Volltextsuche über das Angebot:

10 ° / 5 ° Regenschauer

Navigation:
Modernisierung: Die Wobra wagt den Neustart

Brandenburg an der Havel Modernisierung: Die Wobra wagt den Neustart

Investitionen von 38 Millionen Euro will die Wohnungsbaugesellschaft Wobra in Brandenburg an der Havel bis 2024 allein in Instandsetzungs- und Modernisierungsmaßnahmen stecken. Dazu verpasst sich die Gesellschaft eine neue Unternehmensstruktur und ein Konzept, das Mitte Juli offiziell vorgestellt werden soll.

Voriger Artikel
Weseramer Ortsdurchfahrt wird endlich saniert
Nächster Artikel
Plaue bereitet sich auf 9. Schlossparkfest vor

Die neue Kita, welche die Wobra an der Bauhofstraße baut, ist seit dem 23. Mai genehmigt, bereits vier von 19 Baulosen sind vergeben, im Juli ist erster Spatenstich.

Quelle: Volkmar Maloszyk

Brandenburg/H. Investitionen von 38 Millionen Euro bis zum Jahr 2024 will die städtische Wohnungsbaugesellschaft Wobra bis zum Jahr 2024 allein in Instandsetzungs- und Modernisierungsmaßnahmen in ihre Bestände stecken. Dazu verpasst sich die Gesellschaft eine neue Unternehmensstruktur und ein Konzept, das Mitte Juli offiziell vorgestellt werden soll. Dann ist bis auf jede einzelne Wohnung genau erfasst, wann und in welchem Ausmaß saniert und modernisiert wird.

Gerade fertiggestellt sind der Jahresabschluss für 2016 sowie der Wirtschaftsplan für 2017, den der Hauptausschuss am 19. Juni genehmigen soll. „2016 war ein besonderes Jahr mit dem Rückkauf der Bavaria-Bestände und mit dem Beginn der langfristigen Unternehmensplanung“, sagt Wobra-Geschäftsführer Stephan Falk.

Dem Aufsichtsrat konnte er in der Vorwoche ein positives Ergebnis offerieren: 925.000 Euro Jahresüberschuss. Das sind zwar 200.000 Euro weniger als 2015, dafür ist das ordentliche Unternehmensergebnis mit 779.000 gegenüber 585.000 Euro höher, die restlichen Einnahmen stammen aus Einmaleffekten wie Immobilienverkäufen.

Hintergrund

Investitionen von rund 3,88 Millionen Euro werden getätigt, unter anderem in die Kombi-Kita an der Bauhofstraße sowie 1,1 Millionen Euro ins Sanieren des Wohnhauses Vereinsstraße 37/37a.

Geplant sind Umsatzerlöse von 22,2 Millionen Euro, wegen der an die TAG weiterverkauften Wohnungen sind das knapp 1,5 Millionen Euro weniger als im Vorjahr. Der Jahresüberschuss soll bei knapp 800.00 Euro liegen.

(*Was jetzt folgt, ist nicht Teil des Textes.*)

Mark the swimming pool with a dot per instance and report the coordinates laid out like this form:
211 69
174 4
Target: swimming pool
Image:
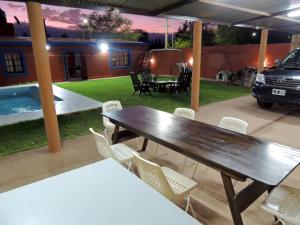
20 99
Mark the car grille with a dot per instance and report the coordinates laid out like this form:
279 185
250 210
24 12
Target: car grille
282 81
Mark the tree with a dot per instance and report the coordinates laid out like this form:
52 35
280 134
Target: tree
109 22
144 36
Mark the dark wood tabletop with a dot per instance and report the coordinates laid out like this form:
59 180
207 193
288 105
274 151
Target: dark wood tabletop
238 154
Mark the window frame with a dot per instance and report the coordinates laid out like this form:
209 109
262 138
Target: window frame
115 50
3 64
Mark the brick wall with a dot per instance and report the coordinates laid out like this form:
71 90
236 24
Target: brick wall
216 58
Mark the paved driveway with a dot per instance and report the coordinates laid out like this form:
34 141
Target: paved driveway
279 124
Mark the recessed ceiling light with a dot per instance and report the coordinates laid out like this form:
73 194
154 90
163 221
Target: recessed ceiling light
294 13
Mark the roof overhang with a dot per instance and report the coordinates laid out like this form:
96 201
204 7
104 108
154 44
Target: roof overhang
270 14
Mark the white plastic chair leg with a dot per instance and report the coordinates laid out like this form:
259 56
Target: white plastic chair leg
155 155
279 221
189 206
137 143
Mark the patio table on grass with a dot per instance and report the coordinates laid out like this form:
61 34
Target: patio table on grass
235 156
162 85
101 193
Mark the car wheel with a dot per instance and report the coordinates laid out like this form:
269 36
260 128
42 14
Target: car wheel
264 105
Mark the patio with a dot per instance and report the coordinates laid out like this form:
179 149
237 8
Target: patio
209 198
235 155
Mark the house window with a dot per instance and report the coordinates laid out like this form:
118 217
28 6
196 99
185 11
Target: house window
119 58
13 63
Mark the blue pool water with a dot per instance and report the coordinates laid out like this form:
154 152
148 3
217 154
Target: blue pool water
20 99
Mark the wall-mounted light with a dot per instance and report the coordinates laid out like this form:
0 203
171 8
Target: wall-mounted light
103 47
152 61
85 21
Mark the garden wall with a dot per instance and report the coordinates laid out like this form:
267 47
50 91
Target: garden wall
216 58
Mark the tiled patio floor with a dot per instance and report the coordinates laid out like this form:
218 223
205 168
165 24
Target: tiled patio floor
280 125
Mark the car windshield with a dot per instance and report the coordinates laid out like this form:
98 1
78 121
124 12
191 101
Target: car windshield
292 60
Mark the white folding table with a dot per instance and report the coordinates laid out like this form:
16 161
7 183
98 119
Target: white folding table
103 193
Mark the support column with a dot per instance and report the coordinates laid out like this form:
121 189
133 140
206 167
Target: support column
197 45
295 42
262 49
166 34
42 67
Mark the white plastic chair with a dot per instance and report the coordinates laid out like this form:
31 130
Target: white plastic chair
109 127
110 106
234 124
182 112
168 182
284 203
120 152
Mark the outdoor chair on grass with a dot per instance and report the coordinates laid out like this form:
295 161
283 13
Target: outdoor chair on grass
232 124
183 83
120 152
138 86
168 182
284 203
109 127
182 112
147 77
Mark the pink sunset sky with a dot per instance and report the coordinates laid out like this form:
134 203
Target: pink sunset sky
69 18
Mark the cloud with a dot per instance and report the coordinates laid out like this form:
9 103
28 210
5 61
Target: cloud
16 6
73 17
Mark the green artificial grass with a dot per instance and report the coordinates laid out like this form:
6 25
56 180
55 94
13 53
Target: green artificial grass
27 135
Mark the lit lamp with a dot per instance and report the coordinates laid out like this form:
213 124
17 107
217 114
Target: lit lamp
85 21
103 47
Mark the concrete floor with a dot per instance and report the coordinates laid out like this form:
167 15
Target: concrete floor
281 125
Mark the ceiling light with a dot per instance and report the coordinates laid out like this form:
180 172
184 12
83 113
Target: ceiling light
103 47
294 13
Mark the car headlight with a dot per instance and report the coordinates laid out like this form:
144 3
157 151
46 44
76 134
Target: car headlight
260 78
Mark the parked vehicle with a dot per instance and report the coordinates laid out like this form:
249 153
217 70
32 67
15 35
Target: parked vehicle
279 84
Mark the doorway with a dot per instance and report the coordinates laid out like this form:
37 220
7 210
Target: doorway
76 66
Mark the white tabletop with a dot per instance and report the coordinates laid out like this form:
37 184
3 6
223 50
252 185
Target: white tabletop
103 193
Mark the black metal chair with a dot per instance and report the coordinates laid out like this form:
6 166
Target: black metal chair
138 86
146 76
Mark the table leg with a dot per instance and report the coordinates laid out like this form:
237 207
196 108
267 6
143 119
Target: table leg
229 189
115 135
144 145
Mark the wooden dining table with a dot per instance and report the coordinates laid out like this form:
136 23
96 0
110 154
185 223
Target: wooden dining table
235 156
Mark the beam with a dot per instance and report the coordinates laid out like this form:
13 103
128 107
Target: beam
166 34
173 6
262 50
295 42
42 67
197 45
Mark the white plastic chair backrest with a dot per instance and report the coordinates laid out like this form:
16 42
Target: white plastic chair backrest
103 146
110 106
185 112
234 124
153 175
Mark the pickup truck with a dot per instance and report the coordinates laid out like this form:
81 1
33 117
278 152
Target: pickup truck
279 84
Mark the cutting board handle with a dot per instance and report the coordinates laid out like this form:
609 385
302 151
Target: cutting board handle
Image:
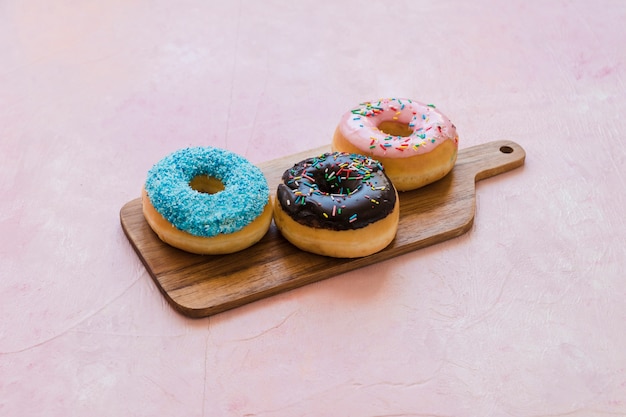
492 158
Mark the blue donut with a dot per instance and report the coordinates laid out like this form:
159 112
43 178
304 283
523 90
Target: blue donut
242 200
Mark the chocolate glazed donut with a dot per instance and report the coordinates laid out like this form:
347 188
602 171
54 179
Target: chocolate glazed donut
337 191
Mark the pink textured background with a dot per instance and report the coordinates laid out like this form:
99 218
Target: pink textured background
522 316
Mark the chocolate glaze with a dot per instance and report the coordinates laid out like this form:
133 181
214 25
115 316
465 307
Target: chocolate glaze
336 191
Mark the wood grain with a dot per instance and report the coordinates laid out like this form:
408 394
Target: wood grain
199 286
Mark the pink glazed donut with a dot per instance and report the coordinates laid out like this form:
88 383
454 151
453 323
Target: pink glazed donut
415 142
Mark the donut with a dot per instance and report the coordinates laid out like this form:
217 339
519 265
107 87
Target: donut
207 201
415 142
337 204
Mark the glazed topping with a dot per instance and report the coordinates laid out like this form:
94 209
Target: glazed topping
396 127
336 191
243 198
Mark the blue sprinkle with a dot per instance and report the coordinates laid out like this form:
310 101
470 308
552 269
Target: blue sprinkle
243 199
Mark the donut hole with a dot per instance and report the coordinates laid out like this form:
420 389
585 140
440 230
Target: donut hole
332 182
206 184
394 128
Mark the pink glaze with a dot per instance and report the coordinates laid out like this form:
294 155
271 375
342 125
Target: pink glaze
524 315
430 127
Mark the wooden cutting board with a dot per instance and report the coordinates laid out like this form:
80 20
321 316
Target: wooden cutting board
203 285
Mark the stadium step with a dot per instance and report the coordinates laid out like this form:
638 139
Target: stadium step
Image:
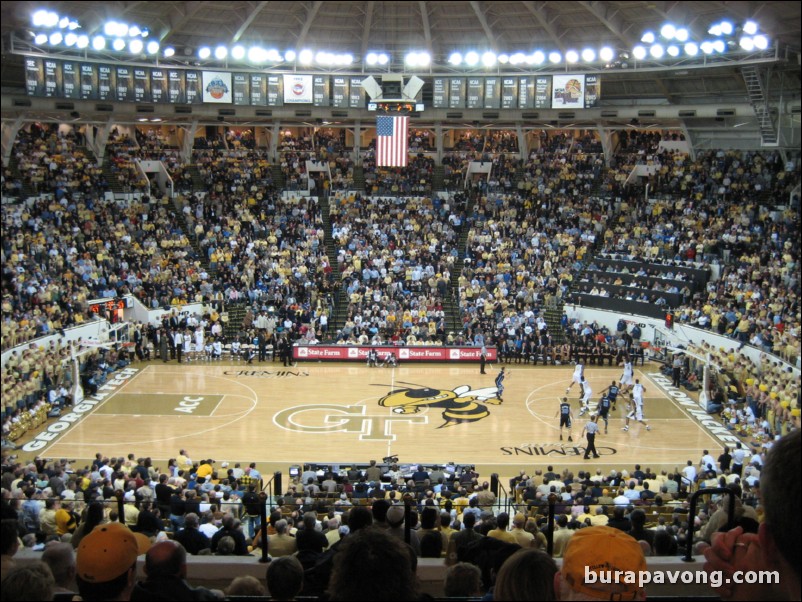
236 314
359 178
198 183
331 253
278 176
111 177
27 190
190 232
438 178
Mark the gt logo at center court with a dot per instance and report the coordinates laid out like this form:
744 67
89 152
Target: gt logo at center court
330 418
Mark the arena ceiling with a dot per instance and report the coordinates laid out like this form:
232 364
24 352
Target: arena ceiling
443 27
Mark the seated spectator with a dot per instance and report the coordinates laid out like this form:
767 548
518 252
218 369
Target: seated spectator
166 572
106 563
32 581
463 580
526 575
600 551
285 578
373 565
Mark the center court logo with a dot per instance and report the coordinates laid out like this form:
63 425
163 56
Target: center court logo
330 418
460 405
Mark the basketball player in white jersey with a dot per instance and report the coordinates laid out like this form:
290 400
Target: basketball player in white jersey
199 343
626 377
579 373
586 393
188 345
636 410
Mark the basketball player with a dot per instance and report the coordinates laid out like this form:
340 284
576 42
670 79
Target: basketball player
636 411
500 382
603 410
578 376
626 377
187 342
199 344
612 393
566 417
389 360
591 428
587 391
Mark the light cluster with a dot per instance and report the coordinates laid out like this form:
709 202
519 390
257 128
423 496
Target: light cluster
670 41
725 36
57 30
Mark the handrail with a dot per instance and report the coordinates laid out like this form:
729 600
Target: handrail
550 527
692 514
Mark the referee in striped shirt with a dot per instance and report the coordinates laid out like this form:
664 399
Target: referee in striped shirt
591 428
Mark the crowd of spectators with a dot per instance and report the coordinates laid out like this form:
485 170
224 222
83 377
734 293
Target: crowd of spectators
123 152
395 258
51 160
412 180
37 382
214 509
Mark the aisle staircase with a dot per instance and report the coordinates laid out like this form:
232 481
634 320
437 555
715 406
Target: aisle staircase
756 89
340 309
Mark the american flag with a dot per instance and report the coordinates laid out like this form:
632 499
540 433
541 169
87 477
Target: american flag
391 141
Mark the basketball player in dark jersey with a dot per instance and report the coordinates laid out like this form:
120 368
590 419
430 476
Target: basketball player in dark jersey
566 417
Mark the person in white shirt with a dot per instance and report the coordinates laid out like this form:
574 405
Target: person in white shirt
708 462
689 474
587 391
579 373
626 377
738 457
636 407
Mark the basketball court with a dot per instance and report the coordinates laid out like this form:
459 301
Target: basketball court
344 413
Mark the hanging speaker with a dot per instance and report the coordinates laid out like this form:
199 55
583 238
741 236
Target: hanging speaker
412 88
371 87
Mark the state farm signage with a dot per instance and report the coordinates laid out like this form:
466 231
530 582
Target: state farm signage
402 354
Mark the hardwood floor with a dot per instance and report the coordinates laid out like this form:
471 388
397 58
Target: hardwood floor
343 413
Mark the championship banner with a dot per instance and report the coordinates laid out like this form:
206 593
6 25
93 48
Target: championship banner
347 353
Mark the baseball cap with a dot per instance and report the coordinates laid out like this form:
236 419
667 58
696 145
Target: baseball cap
108 552
602 549
395 515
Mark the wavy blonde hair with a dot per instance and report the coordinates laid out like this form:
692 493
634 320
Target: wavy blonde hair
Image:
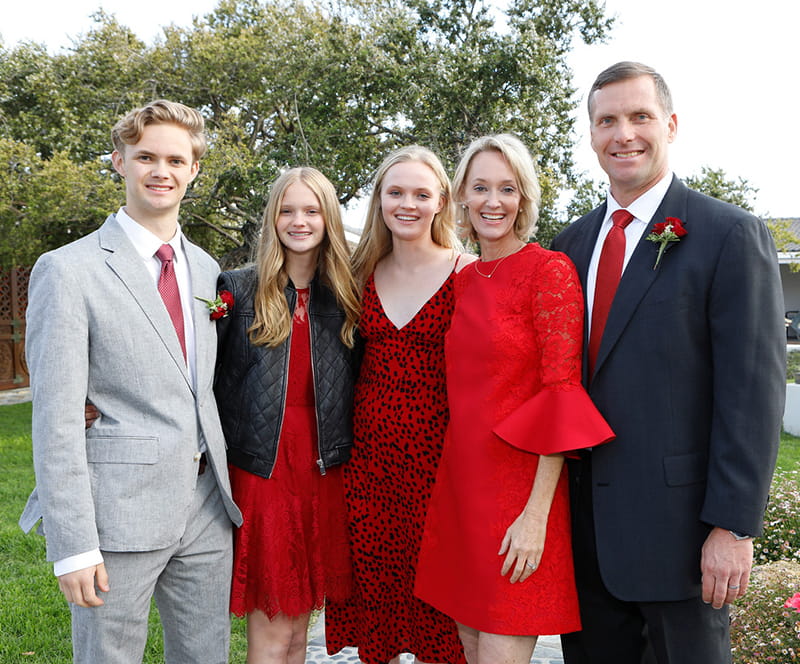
521 162
129 129
376 238
273 320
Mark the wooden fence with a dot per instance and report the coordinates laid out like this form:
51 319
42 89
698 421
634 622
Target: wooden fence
13 301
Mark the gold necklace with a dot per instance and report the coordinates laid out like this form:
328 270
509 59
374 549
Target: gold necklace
497 264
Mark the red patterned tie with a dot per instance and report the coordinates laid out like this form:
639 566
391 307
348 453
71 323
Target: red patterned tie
168 288
609 271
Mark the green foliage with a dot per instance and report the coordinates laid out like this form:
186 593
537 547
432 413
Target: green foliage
789 454
762 629
35 617
281 83
587 195
781 538
714 182
45 203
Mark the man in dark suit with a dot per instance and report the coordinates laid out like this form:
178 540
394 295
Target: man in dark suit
688 369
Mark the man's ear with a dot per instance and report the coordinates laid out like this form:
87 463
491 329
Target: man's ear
118 161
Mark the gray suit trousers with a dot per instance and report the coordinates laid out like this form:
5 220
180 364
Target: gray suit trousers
191 585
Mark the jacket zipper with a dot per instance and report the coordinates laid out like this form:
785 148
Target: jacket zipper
320 462
285 392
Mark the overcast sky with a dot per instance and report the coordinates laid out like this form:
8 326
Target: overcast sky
732 66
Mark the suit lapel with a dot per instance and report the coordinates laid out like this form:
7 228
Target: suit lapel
205 339
580 252
127 264
639 274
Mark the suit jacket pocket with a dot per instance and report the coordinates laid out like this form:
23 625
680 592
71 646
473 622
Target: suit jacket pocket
122 449
683 469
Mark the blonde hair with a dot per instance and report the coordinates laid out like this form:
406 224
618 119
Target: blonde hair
129 129
521 163
273 320
376 238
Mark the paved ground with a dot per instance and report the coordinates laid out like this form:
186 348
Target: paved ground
548 650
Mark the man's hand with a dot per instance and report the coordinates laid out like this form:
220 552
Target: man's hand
725 566
79 587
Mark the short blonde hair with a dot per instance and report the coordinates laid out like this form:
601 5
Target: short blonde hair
521 162
376 238
129 129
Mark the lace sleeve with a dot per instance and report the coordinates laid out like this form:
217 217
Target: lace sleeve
560 417
558 322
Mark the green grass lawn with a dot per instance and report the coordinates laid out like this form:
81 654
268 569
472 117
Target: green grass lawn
34 618
33 615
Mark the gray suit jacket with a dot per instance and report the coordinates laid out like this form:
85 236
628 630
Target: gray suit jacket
97 328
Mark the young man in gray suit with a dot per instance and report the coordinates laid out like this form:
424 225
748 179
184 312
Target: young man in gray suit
139 505
685 360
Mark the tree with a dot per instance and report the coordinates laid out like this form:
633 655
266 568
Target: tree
47 203
714 183
334 85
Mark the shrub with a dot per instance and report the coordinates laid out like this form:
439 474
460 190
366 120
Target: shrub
781 539
762 628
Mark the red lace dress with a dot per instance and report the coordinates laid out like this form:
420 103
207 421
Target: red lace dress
399 425
513 357
291 551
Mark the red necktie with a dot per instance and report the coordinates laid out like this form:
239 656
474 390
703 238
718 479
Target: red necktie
609 271
168 288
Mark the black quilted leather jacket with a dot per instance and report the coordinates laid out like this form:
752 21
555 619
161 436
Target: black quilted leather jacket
250 381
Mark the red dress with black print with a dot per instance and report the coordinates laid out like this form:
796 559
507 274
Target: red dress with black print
399 425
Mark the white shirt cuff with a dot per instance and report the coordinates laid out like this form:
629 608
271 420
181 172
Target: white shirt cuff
79 561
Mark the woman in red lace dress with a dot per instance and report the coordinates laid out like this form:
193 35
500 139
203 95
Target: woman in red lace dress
405 260
496 554
284 385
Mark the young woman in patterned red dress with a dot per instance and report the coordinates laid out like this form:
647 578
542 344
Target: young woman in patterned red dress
405 263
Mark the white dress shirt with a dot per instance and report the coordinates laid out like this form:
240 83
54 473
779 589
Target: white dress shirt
642 209
146 245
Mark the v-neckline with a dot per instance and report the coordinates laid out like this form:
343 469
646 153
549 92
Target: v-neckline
418 311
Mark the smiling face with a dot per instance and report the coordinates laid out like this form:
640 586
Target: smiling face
491 194
410 198
631 133
157 169
300 225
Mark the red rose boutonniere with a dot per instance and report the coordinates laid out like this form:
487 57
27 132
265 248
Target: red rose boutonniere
221 306
670 230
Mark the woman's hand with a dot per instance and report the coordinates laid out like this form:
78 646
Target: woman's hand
523 545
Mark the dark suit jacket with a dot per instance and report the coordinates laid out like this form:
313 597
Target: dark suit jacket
691 376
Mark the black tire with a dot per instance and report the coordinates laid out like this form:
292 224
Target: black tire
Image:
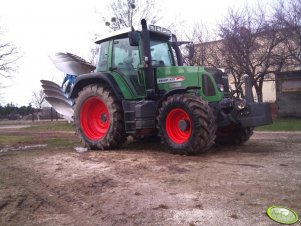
186 124
98 118
233 135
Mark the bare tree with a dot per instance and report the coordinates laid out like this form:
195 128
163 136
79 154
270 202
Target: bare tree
250 45
38 99
287 17
8 56
198 37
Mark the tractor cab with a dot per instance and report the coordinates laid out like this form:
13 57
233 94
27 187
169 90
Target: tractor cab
136 57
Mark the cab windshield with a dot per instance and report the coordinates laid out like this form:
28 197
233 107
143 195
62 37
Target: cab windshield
161 54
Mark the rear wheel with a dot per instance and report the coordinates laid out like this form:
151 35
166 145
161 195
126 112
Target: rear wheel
186 124
99 118
233 135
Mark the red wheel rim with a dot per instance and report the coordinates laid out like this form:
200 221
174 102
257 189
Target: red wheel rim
174 131
94 118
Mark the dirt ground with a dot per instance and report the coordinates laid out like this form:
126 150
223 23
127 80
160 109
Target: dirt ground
142 184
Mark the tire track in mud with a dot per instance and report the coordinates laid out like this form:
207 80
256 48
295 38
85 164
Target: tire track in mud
33 193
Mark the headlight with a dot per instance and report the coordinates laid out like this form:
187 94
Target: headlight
242 104
220 87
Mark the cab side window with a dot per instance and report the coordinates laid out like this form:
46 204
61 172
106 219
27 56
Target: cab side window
103 57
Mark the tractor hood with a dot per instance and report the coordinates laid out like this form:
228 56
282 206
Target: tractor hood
71 64
175 77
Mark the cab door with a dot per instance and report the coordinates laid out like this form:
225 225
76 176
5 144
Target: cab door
126 60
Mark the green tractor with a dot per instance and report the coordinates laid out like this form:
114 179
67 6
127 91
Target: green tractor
141 88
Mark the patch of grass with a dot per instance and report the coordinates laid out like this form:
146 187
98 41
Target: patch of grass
51 126
5 140
282 125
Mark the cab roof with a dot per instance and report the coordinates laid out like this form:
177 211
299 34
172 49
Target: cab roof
115 34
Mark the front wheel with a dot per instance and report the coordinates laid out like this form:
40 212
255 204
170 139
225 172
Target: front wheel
186 124
98 118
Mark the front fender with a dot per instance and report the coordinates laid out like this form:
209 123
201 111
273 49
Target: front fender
94 78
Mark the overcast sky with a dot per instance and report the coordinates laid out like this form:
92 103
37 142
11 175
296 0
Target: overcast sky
42 27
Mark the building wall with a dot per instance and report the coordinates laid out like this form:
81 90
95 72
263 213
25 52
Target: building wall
288 94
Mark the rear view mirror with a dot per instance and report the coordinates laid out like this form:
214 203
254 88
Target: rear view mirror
134 38
190 51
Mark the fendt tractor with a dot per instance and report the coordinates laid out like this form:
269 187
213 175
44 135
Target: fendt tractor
141 88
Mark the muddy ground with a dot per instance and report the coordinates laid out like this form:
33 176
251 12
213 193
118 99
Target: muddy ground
142 184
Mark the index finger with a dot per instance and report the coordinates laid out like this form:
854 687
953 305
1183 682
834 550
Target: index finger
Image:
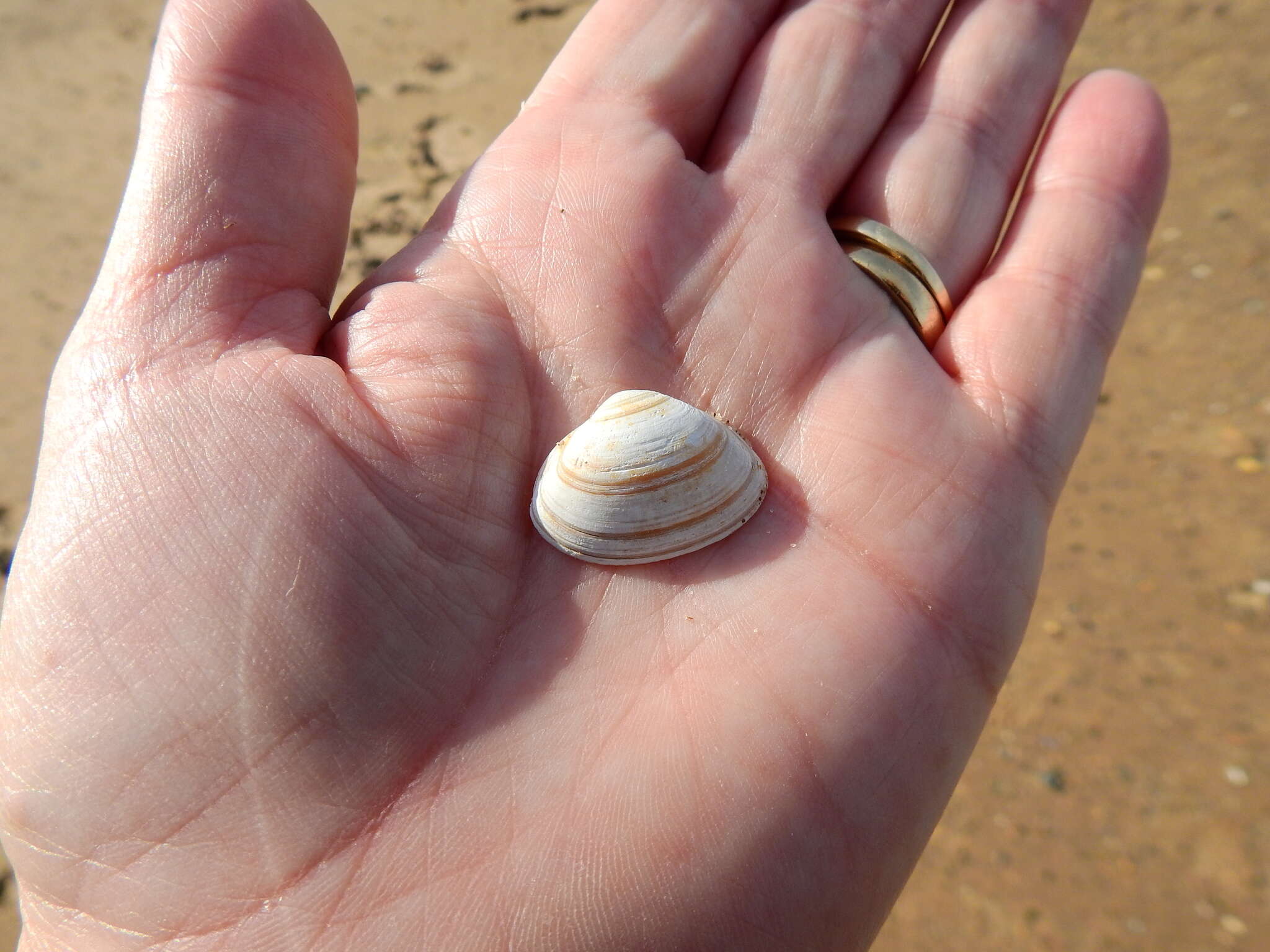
1033 339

Flüssige Finanzmittel gibt es in Höhe von 6,1 Millionen Euro, die Bankschulden betrugen zu Jahresbeginn 96,1 Millionen Euro.

Die Leerstandsquote konnte von 10,07 auf 8,44 Prozent gedrückt werden von 327 sanierten leeren Wohnungen auf 274. „53 mehr vermietete Wohnungen über den Fluktuationsausgleich hinaus, können sich sehen lassen.“ Falk fügt aber fairerweise hinzu, dass auch geholfen hat, dass das Unternehmen Flüchtlingsfamilien mit Wohnraum versorgt, wenn diese ihr Bleiberecht haben, „das hat uns auch geholfen“. Es sei zwar kein einfaches Geschäft, aber die Wobra komme diesem in einem Umfang nach, wie es sich für eine kommunale Gesellschaft gehöre.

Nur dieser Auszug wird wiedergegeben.